Teams can better grasp what answer-driven SRE and DevOps automation looks like in practice by looking at the automation use cases below:
Targeted notification and collaboration in automation use case 1
The goal of targeted notification and collaboration is to automatically let the right teams know what’s going on and give them the information they need to triage faster. Ideally, this notification and collaboration should extend to any event type and status. It should also include actions that depend on the situation, like notifying the right teams, looking for existing tickets, and making new ones as needed.
Automation use case 2: Closed-loop remediation
MTTR reduction and steady state restoration are the objectives of closed-loop remediation. This workflow is set up to get information about a problem, analyze details about the problem, and fix the problem if possible without human help.
Automation use case 3: Change/release impact analysis
Organizations are better able to increase the dependability and quality of the software they produce the more they comprehend the effects of software updates and releases. Organizations can go beyond straightforward analysis with answer-driven automation and incorporate trigger-based actions. For example, a “fail” result from release analysis can cause a rollback action. It is a good idea to have a backup plan in case the backup plan fails. A “warning” result might cause an approval action to be taken, then more research is done.

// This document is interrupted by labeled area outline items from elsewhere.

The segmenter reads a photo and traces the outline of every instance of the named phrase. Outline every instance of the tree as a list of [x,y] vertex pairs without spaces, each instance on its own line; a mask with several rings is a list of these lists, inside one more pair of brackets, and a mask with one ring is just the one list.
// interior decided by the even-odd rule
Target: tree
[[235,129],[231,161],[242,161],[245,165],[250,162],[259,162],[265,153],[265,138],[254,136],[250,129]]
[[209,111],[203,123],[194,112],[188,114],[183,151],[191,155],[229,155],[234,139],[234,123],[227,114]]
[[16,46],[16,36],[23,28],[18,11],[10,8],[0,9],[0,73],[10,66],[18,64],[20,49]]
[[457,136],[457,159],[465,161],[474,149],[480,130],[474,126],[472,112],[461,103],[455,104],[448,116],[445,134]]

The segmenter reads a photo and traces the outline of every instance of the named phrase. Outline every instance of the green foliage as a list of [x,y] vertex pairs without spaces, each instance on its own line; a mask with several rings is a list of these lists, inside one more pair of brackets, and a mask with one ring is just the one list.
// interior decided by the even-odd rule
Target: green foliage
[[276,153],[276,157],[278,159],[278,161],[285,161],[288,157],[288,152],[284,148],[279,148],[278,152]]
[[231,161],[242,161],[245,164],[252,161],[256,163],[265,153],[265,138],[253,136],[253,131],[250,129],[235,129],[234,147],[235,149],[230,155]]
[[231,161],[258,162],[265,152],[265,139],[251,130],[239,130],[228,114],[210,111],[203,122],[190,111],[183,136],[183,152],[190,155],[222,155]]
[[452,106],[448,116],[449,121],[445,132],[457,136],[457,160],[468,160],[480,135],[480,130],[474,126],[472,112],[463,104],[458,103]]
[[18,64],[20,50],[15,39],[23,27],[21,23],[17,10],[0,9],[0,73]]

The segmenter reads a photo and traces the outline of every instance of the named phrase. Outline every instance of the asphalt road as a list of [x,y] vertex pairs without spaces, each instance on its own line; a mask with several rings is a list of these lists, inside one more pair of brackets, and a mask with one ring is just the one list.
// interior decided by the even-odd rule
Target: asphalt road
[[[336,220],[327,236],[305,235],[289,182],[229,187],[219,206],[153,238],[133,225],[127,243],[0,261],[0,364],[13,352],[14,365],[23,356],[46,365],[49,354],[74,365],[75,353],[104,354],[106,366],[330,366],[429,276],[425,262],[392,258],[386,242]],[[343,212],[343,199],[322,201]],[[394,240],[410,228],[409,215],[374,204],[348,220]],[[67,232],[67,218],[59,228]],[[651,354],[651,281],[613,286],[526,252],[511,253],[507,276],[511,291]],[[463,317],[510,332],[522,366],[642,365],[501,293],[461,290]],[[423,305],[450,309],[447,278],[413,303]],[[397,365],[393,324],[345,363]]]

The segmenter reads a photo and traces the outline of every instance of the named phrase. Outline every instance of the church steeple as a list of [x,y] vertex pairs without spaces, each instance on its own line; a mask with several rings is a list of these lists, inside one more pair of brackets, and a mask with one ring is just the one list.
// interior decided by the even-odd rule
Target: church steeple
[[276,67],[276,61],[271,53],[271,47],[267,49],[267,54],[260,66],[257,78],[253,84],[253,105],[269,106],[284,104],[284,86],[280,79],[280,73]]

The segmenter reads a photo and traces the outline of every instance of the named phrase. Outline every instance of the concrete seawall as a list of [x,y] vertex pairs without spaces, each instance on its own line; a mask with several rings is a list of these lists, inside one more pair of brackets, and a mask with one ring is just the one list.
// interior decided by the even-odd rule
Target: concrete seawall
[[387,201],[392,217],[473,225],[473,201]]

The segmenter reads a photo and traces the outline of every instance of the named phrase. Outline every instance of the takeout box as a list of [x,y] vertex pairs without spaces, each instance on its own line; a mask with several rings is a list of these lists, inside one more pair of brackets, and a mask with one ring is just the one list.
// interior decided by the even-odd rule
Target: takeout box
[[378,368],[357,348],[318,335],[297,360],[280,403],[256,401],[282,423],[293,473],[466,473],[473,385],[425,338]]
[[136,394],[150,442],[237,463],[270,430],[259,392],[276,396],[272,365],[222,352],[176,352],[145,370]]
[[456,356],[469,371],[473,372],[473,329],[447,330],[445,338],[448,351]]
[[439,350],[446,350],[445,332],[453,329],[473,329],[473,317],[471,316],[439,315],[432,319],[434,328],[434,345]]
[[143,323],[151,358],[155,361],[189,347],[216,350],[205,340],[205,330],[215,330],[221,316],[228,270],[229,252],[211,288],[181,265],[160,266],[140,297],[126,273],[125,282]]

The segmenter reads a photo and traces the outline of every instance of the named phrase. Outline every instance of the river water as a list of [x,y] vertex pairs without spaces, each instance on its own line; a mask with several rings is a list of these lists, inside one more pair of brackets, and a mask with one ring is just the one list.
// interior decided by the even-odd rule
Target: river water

4th use case for automation: orchestrating progressive delivery
Software releases take place in stages. The software is initially made available to internal teams. It then becomes available to limited test groups and finally to the public at large. At each step, DevOps teams must evaluate the functions and features and make sure they are delivered safely and securely.
Three steps for successful DevOps automation
The first step in switching from time-based or event-driven automation to answer-driven efforts is to realize how important it is to be able to see what is going on and to have security data in context. Teams can streamline crucial operations and better prepare to handle potential problems by comprehending what is occurring and why.
The three actions listed below can lead to more effective DevOps automation:
1. Start small and build upon it
Start small and simple. The advantages of automation are ultimately undermined by doing too much too quickly because complexity makes it difficult for teams to distinguish between signals and noise. Organizations can learn what works and what doesn’t by starting with a straightforward, use-case-based implementation and then expanding it from there.
2. Automate what is most important.
While automation benefits most processes, not every process has the same priority. As a result, putting the most important things first may help organizations succeed the most. For instance, reducing mean time to response (or MTTR) and ensuring user satisfaction depend greatly on automating processes surrounding issue identification and a return to steady operations.
3. Introduce frameworks that are answer-driven
The final step is to move past time- and event-driven options and set up answer-driven frameworks after processes have been identified and ranked. Context is the key advantage of this step. By putting the event or issue in question in the context of other operations, organizations can find new ways to streamline processes and get information that will help them make decisions in the future.
About Enteros
IT organizations routinely spend days and weeks troubleshooting production database performance issues across multitudes of critical business systems. Fast and reliable resolution of database performance problems by Enteros enables businesses to generate and save millions of direct revenue, minimize waste of employees’ productivity, reduce the number of licenses, servers, and cloud resources and maximize the productivity of the application, database, and IT operations teams.
The views expressed on this blog are those of the author and do not necessarily reflect the opinions of Enteros Inc. This blog may contain links to the content of third-party sites. By providing such links, Enteros Inc. does not adopt, guarantee, approve, or endorse the information, views, or products available on such sites.